38, 39. The Sweetness at the Bottom of the Pie, The Weed that Strings the Hangman’s Bag by Alan Bradley.  Flavia is an eleven year amateur detective and chemist.  She is delightful, and I thoroughly enjoyed both these books but then I just couldn’t get through the third book.  Maybe it’s because I read all three in a row and I just needed a break.  I’ll have to get back to A Red Herring Without Mustard.

40. I’ve got your number by Sophie Kinsella.  I really loved the story, it was both heartwarming and hilarious.  Sophie Kinsella comes up with the most ridiculous but addictive characters.  Beware: heavy on the language.

41. The Great Gatsby by F. Scott Fitzgerald.  I read this in high school, but enjoyed it so much more this time when I was reading by choice.  It’s just a great book.

42. The Maze Runner by James Dashner. It took a little while for me to get into this book, but then I enjoyed it. Dystopian novels aren't my favorite genre, and this one didn't really make sense to me (which I realize is the point, since there are more books in the series, but I would have liked a little more explanation at the end.) To me it was good, not great.

43. One Summer by David Baldacci.  The only other Baldacci novel I’ve read is Wish You Well (which I loved.)  It’s kind of fascinating to me that he can write in such a variety of genres so I wanted to see what this book was like.  Apparently he decided to simply copy a Nicholas Sparks novel.  It seriously had every component- coastal Carolina, family dealing with trauma, budding romance, and a group of rowdy troublemakers.  It was good, but not amazing at all. 

44. The Paper Bag Christmas by Kevin Alan Milne. A cute and fun Christmas book.  Quite cheesy and predictable, but isn’t that what Christmas books are supposed to be?

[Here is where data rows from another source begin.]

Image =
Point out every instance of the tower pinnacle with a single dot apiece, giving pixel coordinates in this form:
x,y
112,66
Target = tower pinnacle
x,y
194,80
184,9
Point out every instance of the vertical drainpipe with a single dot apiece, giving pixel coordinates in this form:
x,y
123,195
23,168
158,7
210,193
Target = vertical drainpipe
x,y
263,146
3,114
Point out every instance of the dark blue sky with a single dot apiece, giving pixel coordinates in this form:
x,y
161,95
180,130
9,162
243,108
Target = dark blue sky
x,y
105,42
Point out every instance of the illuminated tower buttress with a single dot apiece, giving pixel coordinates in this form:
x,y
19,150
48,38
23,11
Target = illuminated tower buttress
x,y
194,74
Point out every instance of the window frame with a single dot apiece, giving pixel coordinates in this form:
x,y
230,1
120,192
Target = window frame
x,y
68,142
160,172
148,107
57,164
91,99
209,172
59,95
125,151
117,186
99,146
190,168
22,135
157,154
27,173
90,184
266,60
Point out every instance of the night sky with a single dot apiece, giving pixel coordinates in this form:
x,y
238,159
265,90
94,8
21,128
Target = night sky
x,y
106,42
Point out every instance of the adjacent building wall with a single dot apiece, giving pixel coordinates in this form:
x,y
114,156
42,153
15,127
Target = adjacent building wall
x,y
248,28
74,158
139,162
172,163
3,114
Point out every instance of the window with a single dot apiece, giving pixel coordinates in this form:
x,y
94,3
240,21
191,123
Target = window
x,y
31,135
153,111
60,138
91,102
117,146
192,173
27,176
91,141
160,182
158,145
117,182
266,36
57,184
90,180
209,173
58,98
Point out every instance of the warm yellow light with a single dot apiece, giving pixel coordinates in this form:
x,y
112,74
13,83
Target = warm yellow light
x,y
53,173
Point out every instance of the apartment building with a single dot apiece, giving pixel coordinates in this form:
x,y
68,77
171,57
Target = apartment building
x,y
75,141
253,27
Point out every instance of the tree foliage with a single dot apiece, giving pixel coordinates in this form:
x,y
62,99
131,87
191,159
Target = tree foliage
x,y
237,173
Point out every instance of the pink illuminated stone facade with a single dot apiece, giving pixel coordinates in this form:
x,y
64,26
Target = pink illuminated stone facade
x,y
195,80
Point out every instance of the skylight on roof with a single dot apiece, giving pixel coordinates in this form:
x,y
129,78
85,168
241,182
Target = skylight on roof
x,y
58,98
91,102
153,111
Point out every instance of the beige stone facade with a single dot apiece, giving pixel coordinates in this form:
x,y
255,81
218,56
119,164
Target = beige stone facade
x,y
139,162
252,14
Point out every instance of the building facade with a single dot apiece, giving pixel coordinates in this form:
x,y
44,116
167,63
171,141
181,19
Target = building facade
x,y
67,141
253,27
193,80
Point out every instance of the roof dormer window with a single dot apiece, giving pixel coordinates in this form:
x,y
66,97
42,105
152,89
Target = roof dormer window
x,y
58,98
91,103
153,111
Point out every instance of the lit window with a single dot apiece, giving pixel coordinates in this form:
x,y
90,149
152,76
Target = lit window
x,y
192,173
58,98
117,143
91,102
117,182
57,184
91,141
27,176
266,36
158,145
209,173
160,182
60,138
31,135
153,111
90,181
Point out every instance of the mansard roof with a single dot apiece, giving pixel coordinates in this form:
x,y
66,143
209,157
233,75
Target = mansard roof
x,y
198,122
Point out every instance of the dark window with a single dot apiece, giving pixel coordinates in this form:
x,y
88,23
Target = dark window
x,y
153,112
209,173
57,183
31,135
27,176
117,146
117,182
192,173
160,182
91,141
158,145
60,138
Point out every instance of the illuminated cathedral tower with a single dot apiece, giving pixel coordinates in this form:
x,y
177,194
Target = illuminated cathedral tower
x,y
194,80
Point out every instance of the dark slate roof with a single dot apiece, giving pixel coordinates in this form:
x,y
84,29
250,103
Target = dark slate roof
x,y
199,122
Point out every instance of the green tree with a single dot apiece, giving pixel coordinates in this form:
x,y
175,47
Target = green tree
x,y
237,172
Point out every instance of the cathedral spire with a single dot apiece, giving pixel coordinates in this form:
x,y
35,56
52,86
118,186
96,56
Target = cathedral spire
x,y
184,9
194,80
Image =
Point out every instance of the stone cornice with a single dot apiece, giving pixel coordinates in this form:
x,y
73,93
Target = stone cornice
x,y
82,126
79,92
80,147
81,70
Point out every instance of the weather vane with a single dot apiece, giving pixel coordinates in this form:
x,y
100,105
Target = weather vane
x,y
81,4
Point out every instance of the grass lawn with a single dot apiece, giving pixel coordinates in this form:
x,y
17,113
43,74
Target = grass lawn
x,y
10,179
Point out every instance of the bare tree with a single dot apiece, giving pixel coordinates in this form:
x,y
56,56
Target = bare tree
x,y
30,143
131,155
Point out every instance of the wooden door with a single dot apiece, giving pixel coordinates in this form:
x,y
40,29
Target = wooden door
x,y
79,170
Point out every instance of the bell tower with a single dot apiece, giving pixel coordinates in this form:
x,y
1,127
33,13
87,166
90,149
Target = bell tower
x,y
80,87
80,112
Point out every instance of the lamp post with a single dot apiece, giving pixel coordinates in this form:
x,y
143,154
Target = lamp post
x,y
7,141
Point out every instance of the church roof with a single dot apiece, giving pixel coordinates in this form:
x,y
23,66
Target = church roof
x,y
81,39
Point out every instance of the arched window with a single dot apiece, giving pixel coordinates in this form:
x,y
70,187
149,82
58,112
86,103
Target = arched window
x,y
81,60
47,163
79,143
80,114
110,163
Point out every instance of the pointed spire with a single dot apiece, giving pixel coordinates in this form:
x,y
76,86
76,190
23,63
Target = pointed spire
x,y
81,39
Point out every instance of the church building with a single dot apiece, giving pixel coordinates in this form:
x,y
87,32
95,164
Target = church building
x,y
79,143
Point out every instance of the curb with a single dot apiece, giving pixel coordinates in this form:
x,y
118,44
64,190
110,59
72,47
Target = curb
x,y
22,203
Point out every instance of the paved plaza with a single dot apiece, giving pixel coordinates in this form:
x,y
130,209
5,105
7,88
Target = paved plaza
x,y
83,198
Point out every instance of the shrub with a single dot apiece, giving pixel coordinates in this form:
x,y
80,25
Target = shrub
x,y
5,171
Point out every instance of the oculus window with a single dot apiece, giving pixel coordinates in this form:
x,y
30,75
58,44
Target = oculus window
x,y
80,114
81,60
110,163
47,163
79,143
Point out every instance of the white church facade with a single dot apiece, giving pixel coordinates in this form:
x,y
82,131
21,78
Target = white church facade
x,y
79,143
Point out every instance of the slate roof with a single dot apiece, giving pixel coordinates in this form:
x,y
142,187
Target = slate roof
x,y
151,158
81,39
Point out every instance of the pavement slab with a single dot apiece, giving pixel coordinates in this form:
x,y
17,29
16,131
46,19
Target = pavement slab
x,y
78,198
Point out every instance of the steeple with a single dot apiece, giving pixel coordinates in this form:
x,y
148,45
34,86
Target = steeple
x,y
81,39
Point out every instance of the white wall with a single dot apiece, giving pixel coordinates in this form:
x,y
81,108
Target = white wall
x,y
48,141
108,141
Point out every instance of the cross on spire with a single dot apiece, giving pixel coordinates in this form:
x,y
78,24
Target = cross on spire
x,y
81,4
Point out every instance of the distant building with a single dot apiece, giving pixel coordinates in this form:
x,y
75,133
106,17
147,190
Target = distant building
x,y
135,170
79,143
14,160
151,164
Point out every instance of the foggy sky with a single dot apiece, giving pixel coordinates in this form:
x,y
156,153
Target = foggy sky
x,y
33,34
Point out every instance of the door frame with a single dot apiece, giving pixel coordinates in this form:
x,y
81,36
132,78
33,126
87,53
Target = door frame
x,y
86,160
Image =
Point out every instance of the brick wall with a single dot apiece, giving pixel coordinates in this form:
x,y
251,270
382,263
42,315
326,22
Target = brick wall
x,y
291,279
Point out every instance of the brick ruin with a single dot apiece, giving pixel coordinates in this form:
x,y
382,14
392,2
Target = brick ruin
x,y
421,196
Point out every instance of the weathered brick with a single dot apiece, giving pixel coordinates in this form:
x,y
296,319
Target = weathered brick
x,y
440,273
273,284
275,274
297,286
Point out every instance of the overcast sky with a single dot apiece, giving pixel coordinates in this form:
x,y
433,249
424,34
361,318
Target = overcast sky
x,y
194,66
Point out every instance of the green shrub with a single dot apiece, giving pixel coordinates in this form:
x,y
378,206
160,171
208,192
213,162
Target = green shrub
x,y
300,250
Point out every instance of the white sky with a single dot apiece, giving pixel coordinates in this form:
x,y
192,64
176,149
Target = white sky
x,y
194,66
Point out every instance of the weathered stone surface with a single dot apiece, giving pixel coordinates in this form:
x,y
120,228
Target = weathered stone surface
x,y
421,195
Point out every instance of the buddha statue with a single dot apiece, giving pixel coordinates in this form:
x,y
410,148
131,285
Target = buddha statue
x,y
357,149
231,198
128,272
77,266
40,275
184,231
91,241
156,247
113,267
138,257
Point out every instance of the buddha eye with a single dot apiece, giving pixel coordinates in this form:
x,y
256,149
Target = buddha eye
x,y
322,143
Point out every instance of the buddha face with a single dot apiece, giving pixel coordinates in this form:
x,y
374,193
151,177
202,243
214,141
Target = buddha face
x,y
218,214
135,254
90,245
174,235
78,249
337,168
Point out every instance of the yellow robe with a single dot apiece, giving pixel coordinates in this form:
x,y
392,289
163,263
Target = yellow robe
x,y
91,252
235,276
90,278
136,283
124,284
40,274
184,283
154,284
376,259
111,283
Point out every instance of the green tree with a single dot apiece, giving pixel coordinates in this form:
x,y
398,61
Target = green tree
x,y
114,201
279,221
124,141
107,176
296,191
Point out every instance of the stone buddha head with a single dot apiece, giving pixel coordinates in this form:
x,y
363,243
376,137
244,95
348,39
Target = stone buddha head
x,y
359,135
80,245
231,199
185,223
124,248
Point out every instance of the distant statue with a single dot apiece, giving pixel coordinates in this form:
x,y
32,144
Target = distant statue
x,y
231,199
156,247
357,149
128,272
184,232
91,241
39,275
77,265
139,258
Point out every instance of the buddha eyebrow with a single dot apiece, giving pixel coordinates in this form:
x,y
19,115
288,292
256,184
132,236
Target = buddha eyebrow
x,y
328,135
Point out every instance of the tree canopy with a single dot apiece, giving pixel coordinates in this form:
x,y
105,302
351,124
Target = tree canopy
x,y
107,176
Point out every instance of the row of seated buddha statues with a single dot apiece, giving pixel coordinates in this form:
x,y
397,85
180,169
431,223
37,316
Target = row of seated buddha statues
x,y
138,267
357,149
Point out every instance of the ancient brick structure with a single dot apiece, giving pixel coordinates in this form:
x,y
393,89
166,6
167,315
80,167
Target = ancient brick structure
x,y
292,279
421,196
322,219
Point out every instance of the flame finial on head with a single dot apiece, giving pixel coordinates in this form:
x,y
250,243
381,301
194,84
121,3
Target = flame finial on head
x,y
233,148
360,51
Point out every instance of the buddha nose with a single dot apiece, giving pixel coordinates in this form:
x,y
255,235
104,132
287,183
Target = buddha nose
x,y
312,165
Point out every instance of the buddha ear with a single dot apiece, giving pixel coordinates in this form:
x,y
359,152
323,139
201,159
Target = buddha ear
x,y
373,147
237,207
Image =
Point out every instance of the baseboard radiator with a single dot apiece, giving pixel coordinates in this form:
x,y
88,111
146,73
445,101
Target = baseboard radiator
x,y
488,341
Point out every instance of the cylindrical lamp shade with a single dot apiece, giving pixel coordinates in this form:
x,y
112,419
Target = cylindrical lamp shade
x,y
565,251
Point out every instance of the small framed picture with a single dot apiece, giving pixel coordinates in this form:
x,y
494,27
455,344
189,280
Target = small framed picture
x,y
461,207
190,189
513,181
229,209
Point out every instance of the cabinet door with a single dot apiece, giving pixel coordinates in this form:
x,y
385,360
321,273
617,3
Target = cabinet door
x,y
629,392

45. The Scorch Trials by James Dashner.  Bryan and I listened to this on the way to Disneyland.  I may or may not have slept a little bit (read: I probably missed a good 1/4 of the book) so it just didn’t make sense to me and I still wasn’t getting the answers I wanted so I gave up.  I grudgingly finished this book, but never did finish the series.  (It sounds like this is a trend with me- I never make it to the 3rd book)


kali said...

Nine coaches waiting sounds really good! I'll have to check that one out, thanks!
We tried to read the miracles that saved america for book club, but the libraries out here don't carry it :(

Allison said...

I was just thinking today that les miserables would take a whole year to read, so I am impressed you squeezed it in with 49 others.

Allison said...

I was just thinking today that les miserables would take a whole year to read, so I am impressed you squeezed it in with 49 others.

Lisa Michelle said...

Rach, what would I do without your book lists? Sadly, I probably wouldn't read. :)

Janssen said...

I felt like EVERYONE raved about Maze Runner and I didn't care for it at all.